Ten top tips for if you’re feeling lonely
- Remember you are not alone – lots of people of all ages and backgrounds feel lonely. Millions of people in the UK say they are often or always lonely.
- Think about what is making you feel lonely - Anyone can experience loneliness at some point in their life, but the reasons why will vary from person to person. Taking time to think about what’s causing you to feel lonely may help with finding what could help you feel differently.
- Be proactive.

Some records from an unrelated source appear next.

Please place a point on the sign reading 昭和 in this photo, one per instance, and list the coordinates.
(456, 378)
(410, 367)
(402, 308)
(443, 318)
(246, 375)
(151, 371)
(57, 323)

Look at what resources are out there - If you’re going to the doctors or your local library have a look for leaflets about any local events, exercise classes, book clubs, coffee mornings, playgroups etc. that may help you connect with your community. Alternatively you can also refer yourself to LetsTalkLoneliness.co.uk
- Take up a new hobby that can be done in pairs or groups like learning a language? If you don’t like it you can always change your mind and do something else.
- Don’t be afraid to ask for help - Try opening up to someone who you feel comfortable talking to, whether that’s a member of your family, a friend, your carer or even GP.
- Accept help when it’s presented to you – It might be a friend or a neighbour just offering for you to go round for a brew. Don’t think that you’re a nuisance or they’re not offering because they want to see you. Try not to worry about how you’re being perceived.
- Access free services - There is lots of support out there which could help you address some of the causes of your loneliness. See below for more information on organisations that can help. – same as above
- Volunteer - Volunteering can be a great way to meet new people and make new connections. You could help out at a local charity shop, or use your skills to support others.
- Surround yourself with activity. If you’re feeling alone, why not pop out to a coffee shop or somewhere where there’s some activity going on. You may meet someone else in a similar situation to you and it might spark a conversation. Try to smile at people; having someone smile back could change your day.
- Join groups online. If you can’t leave the house try joining an online community who share similar interests to you. You can also try inviting people into your home if you find it difficult to go out.
Top tips for identifying loneliness
- Loneliness is a subjective feeling experienced by people of all ages and all backgrounds. Identifying people who are lonely or at risk of loneliness therefore might seem tricky. Here are some simple tips that could help:
- Remember that loneliness is often triggered by key life transitions, such as loss of mobility, taking on caring duties, bereavement, developing a health condition, leaving school, separation, retirement, becoming a parent, unemployment, moving to a new area and so on.
- Loneliness can also be triggered by money problems, stress, being bullied or treated with less respect.
- Ask whether people feel they can talk to others, whether they are satisfied with their relationships, how often they leave the house, how often they feel left out, as though they lack companionship and whether they feel isolated from others.
- Don’t ever assume someone isn’t lonely. Just because they have an active social life doesn’t mean they’re not experiencing loneliness. Anyone can be lonely but everyone can help. Ask questions; they might not show the obvious signs.